The government acknowledges that Todaro first asked for cash from escrow from Montagna, but maintains that the balance of Montagna's trial testimony and all the other evidence against defendant remained unchanged: (1) that Todaro did not want a single check to be cashed; (2) that he directed that the checks be issued in amounts less than $9,500; (3) that he had the checks cashed at different banks on different days.

The government's first two factors do not necessarily follow from Montagna's post-trial statement, given the import of Montagna's post-trial testimony that it was she, not defendant, who first suggested breaking up the loan proceeds as previously prescribed by Christ, leaving room for an argument that defendant acquiesced in the arrangement but did not engineer it. Notwithstanding, the fact that defendant had the checks cashed at different banks on different days is strong evidence of knowledge of, and intent to avoid, the bank's reporting requirements. That is, if, as defendant suggests, he had truly desired the $46,000 in cash as initially requested, there was absolutely no reason why he would have the checks cashed on different days at different banks. Defendant's conduct is at odds with the purportedly innocent initial request for a lump sum in cash, and it can be inferred therefrom that defendant had the requisite mens rea to uphold his conviction. We evaluate this circumstantial evidence just as we would direct evidence. Baydoun, 984 F.2d at 179 (citation omitted). This conclusion is bolstered by an apparent motive to conceal, and the circumstantial evidence of defendant's knowledge of the reporting requirements from Peter Christ as discussed above. In sum, the most that can be said of Montagna's post-trial testimony is that it would "at best have created a conflict in the evidence rather than a likelihood of acquittal," and therefore would not likely have resulted in an acquittal. United States v. Scaife, 749 F.2d 338, 349 (6th Cir. 1984).
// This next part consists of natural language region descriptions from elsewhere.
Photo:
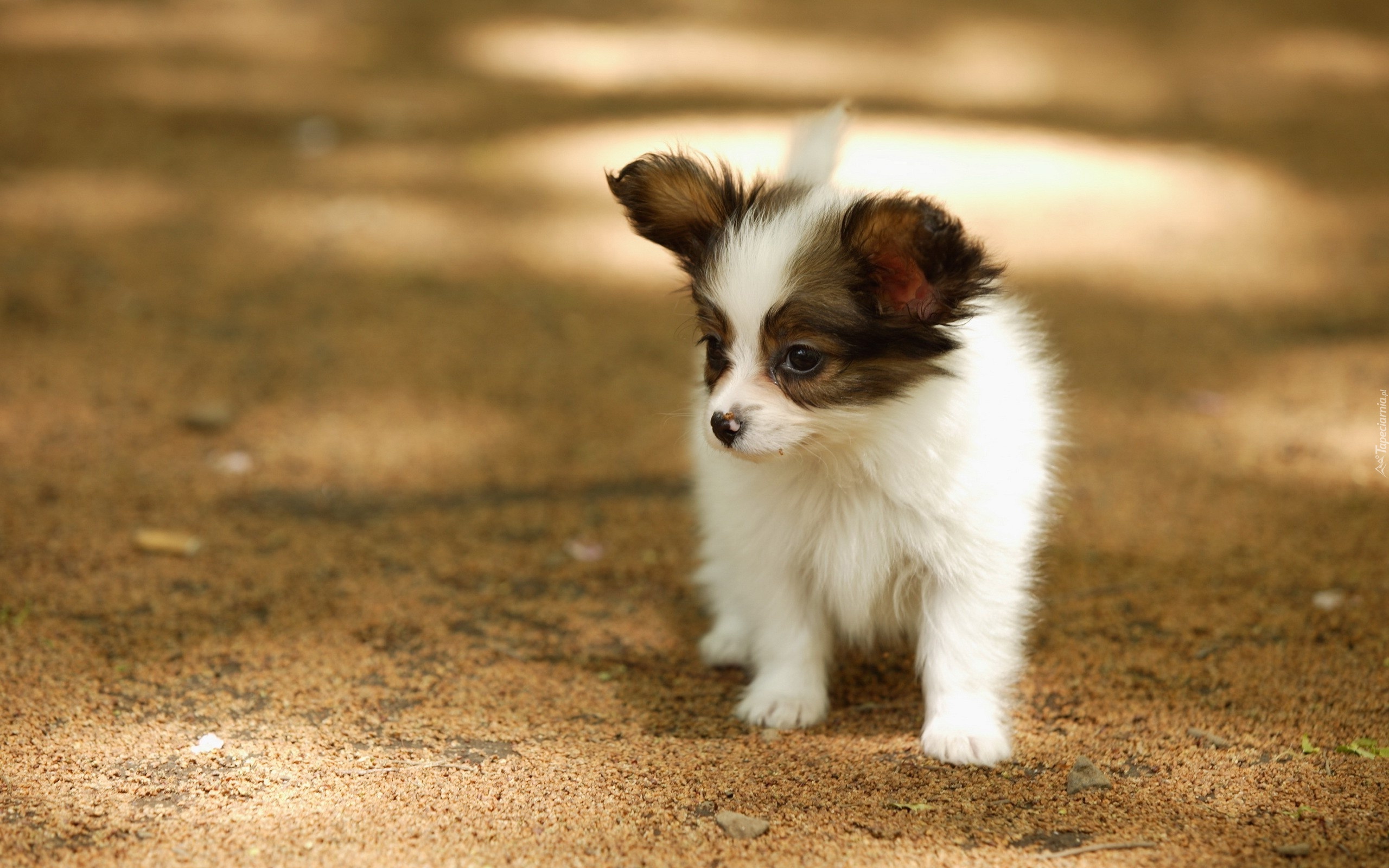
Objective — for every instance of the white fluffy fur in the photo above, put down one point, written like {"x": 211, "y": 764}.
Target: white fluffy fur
{"x": 914, "y": 517}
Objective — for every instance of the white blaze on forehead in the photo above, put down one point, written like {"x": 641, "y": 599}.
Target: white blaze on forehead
{"x": 749, "y": 276}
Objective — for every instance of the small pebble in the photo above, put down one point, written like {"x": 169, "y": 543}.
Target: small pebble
{"x": 1327, "y": 601}
{"x": 234, "y": 463}
{"x": 1210, "y": 738}
{"x": 740, "y": 825}
{"x": 209, "y": 416}
{"x": 581, "y": 551}
{"x": 1085, "y": 777}
{"x": 167, "y": 542}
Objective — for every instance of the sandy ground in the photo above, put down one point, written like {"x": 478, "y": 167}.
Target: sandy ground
{"x": 439, "y": 614}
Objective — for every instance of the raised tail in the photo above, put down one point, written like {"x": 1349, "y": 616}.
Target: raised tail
{"x": 814, "y": 149}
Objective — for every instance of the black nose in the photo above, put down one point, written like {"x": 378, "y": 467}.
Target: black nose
{"x": 727, "y": 427}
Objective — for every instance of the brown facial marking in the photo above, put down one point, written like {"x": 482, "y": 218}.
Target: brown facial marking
{"x": 716, "y": 335}
{"x": 872, "y": 293}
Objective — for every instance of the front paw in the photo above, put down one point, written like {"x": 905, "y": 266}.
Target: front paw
{"x": 781, "y": 706}
{"x": 966, "y": 741}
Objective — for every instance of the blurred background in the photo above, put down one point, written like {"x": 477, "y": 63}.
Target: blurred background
{"x": 333, "y": 293}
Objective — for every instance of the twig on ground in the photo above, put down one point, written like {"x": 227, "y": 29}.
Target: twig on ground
{"x": 1123, "y": 845}
{"x": 409, "y": 767}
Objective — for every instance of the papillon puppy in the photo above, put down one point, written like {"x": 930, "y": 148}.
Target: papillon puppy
{"x": 874, "y": 435}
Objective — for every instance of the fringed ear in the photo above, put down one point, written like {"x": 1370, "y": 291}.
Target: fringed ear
{"x": 917, "y": 259}
{"x": 678, "y": 202}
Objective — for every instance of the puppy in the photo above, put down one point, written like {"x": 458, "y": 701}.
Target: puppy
{"x": 874, "y": 435}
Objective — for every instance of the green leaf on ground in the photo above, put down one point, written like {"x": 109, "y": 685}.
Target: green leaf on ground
{"x": 912, "y": 806}
{"x": 1365, "y": 748}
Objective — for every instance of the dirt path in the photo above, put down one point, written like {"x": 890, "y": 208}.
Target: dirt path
{"x": 439, "y": 610}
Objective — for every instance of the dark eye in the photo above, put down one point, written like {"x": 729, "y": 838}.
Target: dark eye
{"x": 803, "y": 360}
{"x": 715, "y": 352}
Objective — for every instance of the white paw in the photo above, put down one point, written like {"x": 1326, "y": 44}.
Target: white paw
{"x": 727, "y": 645}
{"x": 966, "y": 739}
{"x": 778, "y": 707}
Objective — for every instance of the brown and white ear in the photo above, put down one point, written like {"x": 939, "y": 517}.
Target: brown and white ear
{"x": 917, "y": 259}
{"x": 678, "y": 202}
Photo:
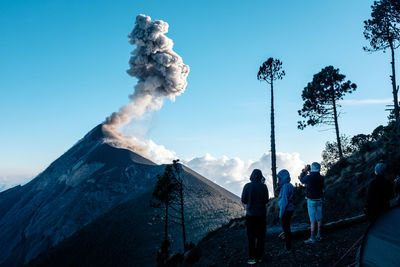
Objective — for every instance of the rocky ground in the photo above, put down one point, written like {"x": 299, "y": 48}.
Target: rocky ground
{"x": 228, "y": 247}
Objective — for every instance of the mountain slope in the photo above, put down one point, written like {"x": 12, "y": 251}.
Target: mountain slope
{"x": 89, "y": 180}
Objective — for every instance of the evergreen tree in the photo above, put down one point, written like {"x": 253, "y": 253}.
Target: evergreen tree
{"x": 320, "y": 100}
{"x": 382, "y": 31}
{"x": 165, "y": 192}
{"x": 270, "y": 71}
{"x": 181, "y": 211}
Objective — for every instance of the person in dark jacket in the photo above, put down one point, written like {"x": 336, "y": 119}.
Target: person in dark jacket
{"x": 286, "y": 206}
{"x": 380, "y": 192}
{"x": 314, "y": 186}
{"x": 255, "y": 197}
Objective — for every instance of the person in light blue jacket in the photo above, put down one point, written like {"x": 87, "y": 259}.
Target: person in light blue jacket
{"x": 286, "y": 206}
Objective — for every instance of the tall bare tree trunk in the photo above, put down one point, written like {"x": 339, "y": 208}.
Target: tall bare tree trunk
{"x": 182, "y": 213}
{"x": 393, "y": 77}
{"x": 335, "y": 116}
{"x": 273, "y": 152}
{"x": 166, "y": 227}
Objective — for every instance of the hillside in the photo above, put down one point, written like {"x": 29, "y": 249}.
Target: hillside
{"x": 94, "y": 178}
{"x": 345, "y": 192}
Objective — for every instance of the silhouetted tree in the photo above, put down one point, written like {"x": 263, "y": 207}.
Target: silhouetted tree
{"x": 361, "y": 141}
{"x": 179, "y": 180}
{"x": 270, "y": 71}
{"x": 165, "y": 192}
{"x": 330, "y": 155}
{"x": 320, "y": 100}
{"x": 382, "y": 31}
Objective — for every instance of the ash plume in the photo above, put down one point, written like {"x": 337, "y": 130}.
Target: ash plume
{"x": 160, "y": 71}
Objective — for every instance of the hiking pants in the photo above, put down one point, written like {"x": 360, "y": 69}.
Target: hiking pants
{"x": 285, "y": 221}
{"x": 256, "y": 226}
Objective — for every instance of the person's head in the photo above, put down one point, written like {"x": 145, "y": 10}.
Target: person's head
{"x": 397, "y": 185}
{"x": 315, "y": 167}
{"x": 283, "y": 177}
{"x": 380, "y": 168}
{"x": 256, "y": 176}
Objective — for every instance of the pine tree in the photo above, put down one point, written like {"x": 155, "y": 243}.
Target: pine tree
{"x": 320, "y": 100}
{"x": 270, "y": 71}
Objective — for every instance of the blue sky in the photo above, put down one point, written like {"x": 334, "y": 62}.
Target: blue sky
{"x": 63, "y": 71}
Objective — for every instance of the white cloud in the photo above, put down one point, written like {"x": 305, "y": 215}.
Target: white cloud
{"x": 366, "y": 101}
{"x": 10, "y": 179}
{"x": 234, "y": 173}
{"x": 230, "y": 173}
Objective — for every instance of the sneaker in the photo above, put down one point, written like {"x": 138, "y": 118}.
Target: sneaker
{"x": 251, "y": 261}
{"x": 309, "y": 241}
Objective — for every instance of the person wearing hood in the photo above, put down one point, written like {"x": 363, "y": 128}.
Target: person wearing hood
{"x": 286, "y": 206}
{"x": 314, "y": 192}
{"x": 255, "y": 197}
{"x": 380, "y": 192}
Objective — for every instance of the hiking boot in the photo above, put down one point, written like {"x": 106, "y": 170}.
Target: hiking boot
{"x": 251, "y": 261}
{"x": 309, "y": 241}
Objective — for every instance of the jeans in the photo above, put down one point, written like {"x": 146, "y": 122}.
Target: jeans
{"x": 314, "y": 209}
{"x": 256, "y": 226}
{"x": 285, "y": 221}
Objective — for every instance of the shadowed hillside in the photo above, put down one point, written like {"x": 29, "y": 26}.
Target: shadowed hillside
{"x": 90, "y": 180}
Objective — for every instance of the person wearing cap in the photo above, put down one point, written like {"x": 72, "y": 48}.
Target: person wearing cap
{"x": 314, "y": 191}
{"x": 255, "y": 197}
{"x": 380, "y": 192}
{"x": 286, "y": 206}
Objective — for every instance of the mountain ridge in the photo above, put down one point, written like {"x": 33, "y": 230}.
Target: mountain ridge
{"x": 90, "y": 179}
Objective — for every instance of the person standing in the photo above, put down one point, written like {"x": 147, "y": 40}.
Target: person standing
{"x": 314, "y": 191}
{"x": 286, "y": 206}
{"x": 255, "y": 197}
{"x": 380, "y": 192}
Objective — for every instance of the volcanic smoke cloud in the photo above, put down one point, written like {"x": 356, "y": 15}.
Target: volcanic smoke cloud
{"x": 159, "y": 70}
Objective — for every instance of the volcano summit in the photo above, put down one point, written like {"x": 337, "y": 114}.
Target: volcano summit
{"x": 99, "y": 187}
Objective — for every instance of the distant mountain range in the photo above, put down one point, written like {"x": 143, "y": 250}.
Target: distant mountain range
{"x": 92, "y": 204}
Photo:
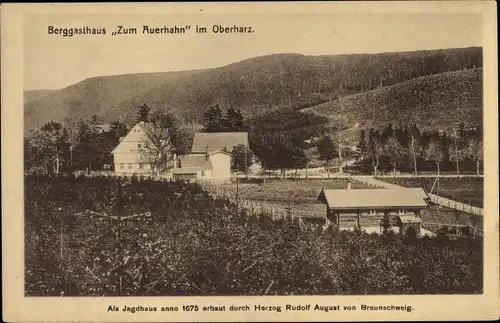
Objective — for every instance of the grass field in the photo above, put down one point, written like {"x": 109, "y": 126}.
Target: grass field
{"x": 301, "y": 195}
{"x": 446, "y": 216}
{"x": 467, "y": 190}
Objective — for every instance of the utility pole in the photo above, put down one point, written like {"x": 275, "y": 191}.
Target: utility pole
{"x": 455, "y": 137}
{"x": 237, "y": 194}
{"x": 61, "y": 238}
{"x": 57, "y": 159}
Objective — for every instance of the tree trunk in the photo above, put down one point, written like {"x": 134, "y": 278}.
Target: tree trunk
{"x": 414, "y": 156}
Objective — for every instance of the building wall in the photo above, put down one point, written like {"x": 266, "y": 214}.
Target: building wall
{"x": 127, "y": 156}
{"x": 366, "y": 219}
{"x": 221, "y": 166}
{"x": 138, "y": 168}
{"x": 201, "y": 174}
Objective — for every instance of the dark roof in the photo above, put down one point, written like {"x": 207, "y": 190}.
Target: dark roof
{"x": 374, "y": 198}
{"x": 186, "y": 170}
{"x": 195, "y": 161}
{"x": 218, "y": 141}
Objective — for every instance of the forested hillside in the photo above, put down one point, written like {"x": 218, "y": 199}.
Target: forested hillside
{"x": 33, "y": 95}
{"x": 255, "y": 85}
{"x": 174, "y": 239}
{"x": 436, "y": 102}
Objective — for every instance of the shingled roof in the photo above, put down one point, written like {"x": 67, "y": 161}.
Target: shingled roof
{"x": 195, "y": 162}
{"x": 374, "y": 198}
{"x": 213, "y": 141}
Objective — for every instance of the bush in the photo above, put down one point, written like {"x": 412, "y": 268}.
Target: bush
{"x": 193, "y": 244}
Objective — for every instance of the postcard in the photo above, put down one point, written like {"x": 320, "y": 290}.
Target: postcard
{"x": 258, "y": 162}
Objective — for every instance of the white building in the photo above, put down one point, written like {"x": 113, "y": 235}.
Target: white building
{"x": 210, "y": 156}
{"x": 129, "y": 157}
{"x": 215, "y": 165}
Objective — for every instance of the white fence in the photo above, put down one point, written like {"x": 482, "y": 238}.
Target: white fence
{"x": 434, "y": 198}
{"x": 456, "y": 205}
{"x": 456, "y": 228}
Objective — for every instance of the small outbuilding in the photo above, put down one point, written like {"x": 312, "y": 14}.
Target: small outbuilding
{"x": 358, "y": 208}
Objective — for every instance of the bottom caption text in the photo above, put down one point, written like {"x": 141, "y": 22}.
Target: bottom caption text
{"x": 259, "y": 308}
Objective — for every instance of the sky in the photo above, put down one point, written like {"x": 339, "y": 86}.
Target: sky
{"x": 54, "y": 61}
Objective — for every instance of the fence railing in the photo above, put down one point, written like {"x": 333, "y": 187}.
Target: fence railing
{"x": 452, "y": 204}
{"x": 458, "y": 229}
{"x": 259, "y": 208}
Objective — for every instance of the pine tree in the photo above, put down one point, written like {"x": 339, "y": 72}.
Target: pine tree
{"x": 213, "y": 120}
{"x": 143, "y": 113}
{"x": 233, "y": 121}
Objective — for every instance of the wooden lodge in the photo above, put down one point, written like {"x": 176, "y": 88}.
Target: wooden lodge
{"x": 365, "y": 208}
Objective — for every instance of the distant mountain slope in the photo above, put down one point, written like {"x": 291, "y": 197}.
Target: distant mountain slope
{"x": 92, "y": 96}
{"x": 33, "y": 95}
{"x": 254, "y": 85}
{"x": 439, "y": 101}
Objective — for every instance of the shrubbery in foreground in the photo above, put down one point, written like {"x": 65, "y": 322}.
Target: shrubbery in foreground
{"x": 193, "y": 243}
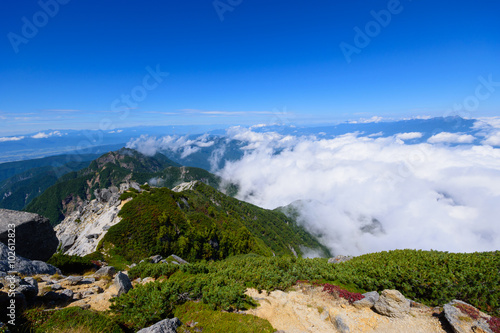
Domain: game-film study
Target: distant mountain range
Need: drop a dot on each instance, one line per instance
(51, 142)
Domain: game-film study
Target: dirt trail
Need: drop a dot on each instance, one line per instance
(309, 309)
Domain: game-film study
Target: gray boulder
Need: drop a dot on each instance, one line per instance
(164, 326)
(369, 301)
(122, 283)
(179, 259)
(67, 294)
(392, 304)
(155, 259)
(35, 238)
(67, 241)
(105, 271)
(338, 259)
(24, 266)
(456, 314)
(341, 325)
(28, 286)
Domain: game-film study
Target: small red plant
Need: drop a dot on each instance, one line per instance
(493, 322)
(351, 297)
(332, 289)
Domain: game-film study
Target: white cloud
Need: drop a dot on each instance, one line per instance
(11, 138)
(446, 137)
(409, 136)
(151, 145)
(410, 196)
(374, 119)
(43, 135)
(492, 139)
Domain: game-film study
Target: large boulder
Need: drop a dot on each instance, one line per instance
(340, 258)
(34, 237)
(392, 303)
(164, 326)
(465, 318)
(121, 283)
(24, 266)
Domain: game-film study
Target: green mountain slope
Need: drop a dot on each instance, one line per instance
(19, 190)
(201, 223)
(111, 169)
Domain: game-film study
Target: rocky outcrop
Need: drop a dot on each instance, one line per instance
(369, 301)
(338, 259)
(34, 237)
(465, 318)
(185, 186)
(108, 271)
(164, 326)
(308, 308)
(392, 303)
(121, 283)
(81, 231)
(22, 265)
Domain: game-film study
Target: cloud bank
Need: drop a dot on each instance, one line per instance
(149, 145)
(368, 194)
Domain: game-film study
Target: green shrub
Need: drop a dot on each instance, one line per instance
(145, 269)
(430, 277)
(126, 195)
(69, 319)
(71, 264)
(210, 321)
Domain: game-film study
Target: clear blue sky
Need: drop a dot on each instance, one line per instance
(266, 61)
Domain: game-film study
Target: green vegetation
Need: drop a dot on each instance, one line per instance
(111, 169)
(211, 321)
(71, 264)
(20, 189)
(430, 277)
(201, 224)
(72, 319)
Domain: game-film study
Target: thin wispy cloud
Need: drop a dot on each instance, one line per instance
(229, 113)
(445, 137)
(43, 135)
(11, 138)
(163, 113)
(62, 110)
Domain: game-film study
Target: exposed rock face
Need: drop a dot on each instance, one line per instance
(465, 318)
(122, 283)
(24, 266)
(164, 326)
(34, 237)
(185, 186)
(369, 301)
(81, 231)
(308, 309)
(339, 259)
(105, 271)
(392, 304)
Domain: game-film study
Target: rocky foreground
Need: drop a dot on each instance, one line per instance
(305, 308)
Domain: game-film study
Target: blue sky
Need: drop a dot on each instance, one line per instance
(242, 62)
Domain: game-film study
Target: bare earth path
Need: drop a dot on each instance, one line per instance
(309, 309)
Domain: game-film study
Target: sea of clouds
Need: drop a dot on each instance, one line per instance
(364, 194)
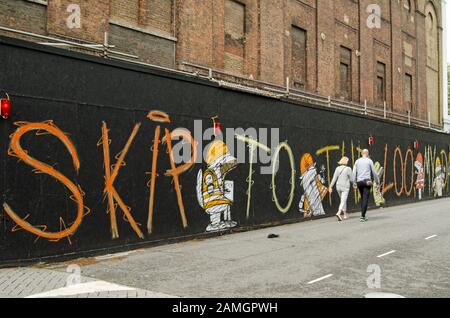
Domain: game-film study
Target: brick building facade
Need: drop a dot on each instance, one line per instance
(379, 51)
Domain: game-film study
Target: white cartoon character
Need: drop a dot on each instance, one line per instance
(214, 193)
(313, 185)
(420, 172)
(377, 191)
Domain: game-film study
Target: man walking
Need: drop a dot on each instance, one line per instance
(363, 176)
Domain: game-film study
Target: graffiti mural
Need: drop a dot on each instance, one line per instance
(16, 150)
(420, 173)
(438, 178)
(377, 187)
(214, 193)
(313, 185)
(128, 163)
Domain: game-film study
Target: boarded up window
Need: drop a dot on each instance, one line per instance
(160, 14)
(124, 10)
(345, 73)
(234, 26)
(298, 57)
(381, 83)
(408, 91)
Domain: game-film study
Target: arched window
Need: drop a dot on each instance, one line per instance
(432, 66)
(407, 5)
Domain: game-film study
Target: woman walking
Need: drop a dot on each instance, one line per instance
(342, 178)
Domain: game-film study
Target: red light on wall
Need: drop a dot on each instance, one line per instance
(5, 107)
(217, 128)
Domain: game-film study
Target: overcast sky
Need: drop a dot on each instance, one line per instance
(448, 31)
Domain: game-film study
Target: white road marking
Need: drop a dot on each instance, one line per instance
(93, 287)
(320, 279)
(386, 254)
(84, 288)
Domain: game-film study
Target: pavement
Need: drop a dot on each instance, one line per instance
(401, 251)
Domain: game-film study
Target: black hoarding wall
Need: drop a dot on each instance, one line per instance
(86, 138)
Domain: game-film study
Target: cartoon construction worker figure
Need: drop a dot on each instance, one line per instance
(313, 186)
(214, 193)
(420, 172)
(377, 192)
(438, 179)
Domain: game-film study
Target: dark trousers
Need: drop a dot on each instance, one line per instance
(364, 190)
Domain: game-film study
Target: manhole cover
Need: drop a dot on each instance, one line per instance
(382, 295)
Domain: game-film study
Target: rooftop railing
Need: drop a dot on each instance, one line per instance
(235, 81)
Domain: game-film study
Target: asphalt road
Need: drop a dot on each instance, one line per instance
(403, 250)
(409, 246)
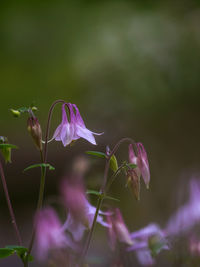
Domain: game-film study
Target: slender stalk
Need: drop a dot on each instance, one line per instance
(43, 157)
(12, 215)
(101, 196)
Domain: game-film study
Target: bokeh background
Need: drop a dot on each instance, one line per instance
(132, 68)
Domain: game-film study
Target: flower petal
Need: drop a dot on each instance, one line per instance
(86, 134)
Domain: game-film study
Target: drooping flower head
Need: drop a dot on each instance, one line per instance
(49, 233)
(141, 161)
(118, 229)
(73, 128)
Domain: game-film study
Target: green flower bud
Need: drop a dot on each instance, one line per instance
(16, 113)
(34, 129)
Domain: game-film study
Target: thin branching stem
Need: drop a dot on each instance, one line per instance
(43, 156)
(12, 215)
(101, 196)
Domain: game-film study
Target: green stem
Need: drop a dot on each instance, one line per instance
(101, 196)
(86, 247)
(43, 175)
(12, 215)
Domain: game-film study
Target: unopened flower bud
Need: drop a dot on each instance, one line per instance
(6, 151)
(34, 108)
(35, 130)
(107, 151)
(16, 113)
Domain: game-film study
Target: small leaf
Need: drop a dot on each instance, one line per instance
(93, 192)
(16, 113)
(111, 198)
(8, 146)
(6, 151)
(113, 163)
(96, 153)
(156, 244)
(5, 252)
(21, 252)
(131, 165)
(44, 165)
(23, 109)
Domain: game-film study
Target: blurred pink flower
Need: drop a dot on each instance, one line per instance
(81, 212)
(145, 241)
(74, 129)
(49, 233)
(187, 215)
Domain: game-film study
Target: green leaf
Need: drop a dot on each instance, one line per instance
(113, 163)
(21, 252)
(96, 153)
(131, 165)
(42, 165)
(93, 192)
(6, 151)
(111, 198)
(6, 252)
(8, 146)
(156, 243)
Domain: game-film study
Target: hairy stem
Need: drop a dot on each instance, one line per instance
(101, 196)
(43, 175)
(12, 215)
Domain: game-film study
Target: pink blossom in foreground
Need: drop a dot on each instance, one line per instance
(49, 233)
(187, 215)
(141, 161)
(81, 212)
(118, 229)
(145, 240)
(73, 129)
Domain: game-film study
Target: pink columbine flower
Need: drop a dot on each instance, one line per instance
(118, 229)
(144, 240)
(73, 129)
(141, 161)
(187, 215)
(81, 212)
(49, 233)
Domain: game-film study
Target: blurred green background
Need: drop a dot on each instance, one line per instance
(132, 68)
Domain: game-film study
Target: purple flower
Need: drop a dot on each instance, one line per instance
(73, 129)
(49, 233)
(81, 212)
(187, 215)
(77, 228)
(141, 161)
(117, 229)
(147, 240)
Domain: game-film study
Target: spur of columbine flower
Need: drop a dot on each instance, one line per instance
(141, 161)
(81, 212)
(49, 233)
(74, 128)
(148, 242)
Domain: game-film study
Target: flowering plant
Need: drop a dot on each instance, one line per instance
(66, 241)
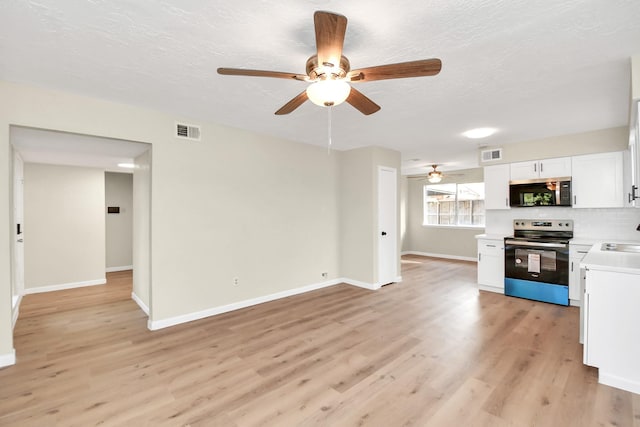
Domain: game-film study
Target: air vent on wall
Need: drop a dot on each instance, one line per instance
(188, 131)
(491, 155)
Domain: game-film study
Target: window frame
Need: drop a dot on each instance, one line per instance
(455, 203)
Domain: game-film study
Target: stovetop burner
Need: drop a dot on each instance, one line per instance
(543, 230)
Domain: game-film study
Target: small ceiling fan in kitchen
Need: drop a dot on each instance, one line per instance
(329, 72)
(433, 176)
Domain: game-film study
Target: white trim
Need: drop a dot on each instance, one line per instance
(172, 321)
(16, 310)
(63, 286)
(618, 382)
(121, 268)
(434, 255)
(141, 303)
(491, 289)
(8, 359)
(370, 286)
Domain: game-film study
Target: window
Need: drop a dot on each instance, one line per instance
(454, 204)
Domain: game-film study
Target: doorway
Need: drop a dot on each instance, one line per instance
(387, 225)
(68, 150)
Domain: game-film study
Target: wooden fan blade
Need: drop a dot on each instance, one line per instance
(330, 31)
(293, 104)
(361, 102)
(420, 68)
(261, 73)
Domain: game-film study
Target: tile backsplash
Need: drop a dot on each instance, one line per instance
(588, 224)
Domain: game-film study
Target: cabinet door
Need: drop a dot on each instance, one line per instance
(597, 180)
(524, 170)
(491, 263)
(611, 334)
(496, 184)
(555, 168)
(576, 253)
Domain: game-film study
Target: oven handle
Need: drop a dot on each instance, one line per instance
(535, 244)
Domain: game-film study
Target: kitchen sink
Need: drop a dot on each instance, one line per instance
(620, 247)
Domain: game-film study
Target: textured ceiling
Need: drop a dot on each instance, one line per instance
(529, 69)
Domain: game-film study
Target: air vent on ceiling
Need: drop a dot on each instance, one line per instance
(188, 131)
(491, 155)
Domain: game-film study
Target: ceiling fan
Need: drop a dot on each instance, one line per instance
(329, 72)
(433, 176)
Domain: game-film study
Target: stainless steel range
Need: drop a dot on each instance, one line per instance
(536, 264)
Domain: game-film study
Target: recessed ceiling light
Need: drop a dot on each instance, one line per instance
(478, 133)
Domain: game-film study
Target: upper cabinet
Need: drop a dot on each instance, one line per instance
(634, 156)
(598, 180)
(496, 185)
(548, 168)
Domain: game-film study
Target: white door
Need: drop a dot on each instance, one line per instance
(387, 225)
(18, 226)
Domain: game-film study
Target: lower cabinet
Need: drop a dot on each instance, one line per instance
(576, 277)
(491, 264)
(611, 327)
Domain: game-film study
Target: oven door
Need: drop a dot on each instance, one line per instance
(537, 270)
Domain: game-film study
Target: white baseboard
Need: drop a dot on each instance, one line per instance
(172, 321)
(445, 256)
(141, 303)
(618, 382)
(50, 288)
(121, 268)
(491, 289)
(358, 283)
(8, 359)
(16, 310)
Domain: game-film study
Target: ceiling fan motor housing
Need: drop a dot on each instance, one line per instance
(326, 71)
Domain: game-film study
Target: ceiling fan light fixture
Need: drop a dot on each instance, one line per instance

Defendant's case bears only a superficial resemblance to Baydoun. Unlike Baydoun, the government established proof of a motive to hide cash from the IRS. Cf., Baydoun, 984 F.2d at 181-82) (finding significant the fact that government conceded that the cash in question was nontaxable and that drug monies were not involved). Further, Baydoun, in contrast to defendant, remained with the same bank to make his deposits over a three-day period, thereby giving credence to his argument that he had no knowledge of the CTR requirements. Id. at 181.

Thus, Baydoun does not support defendant's position. In sum, we find no basis for reversal. AFFIRMED.

 *

Honorable Nancy G. Edmunds, United States District Judge for the Eastern District of Michigan, sitting by designation

 1

Motions for newly-discovered evidence are governed by the following standards:

(1) the new evidence was not discovered until after the trial;

(2) the evidence could not have been discovered earlier through due diligence;

(3) the evidence is material and not merely cumulative or impeaching; and

(4) the evidence would likely produce an acquittal.

United States v. Barlow, 693 F.2d 954, 966 (6th Cir. 1982), cert. denied, 461 U.S. 945 (1987).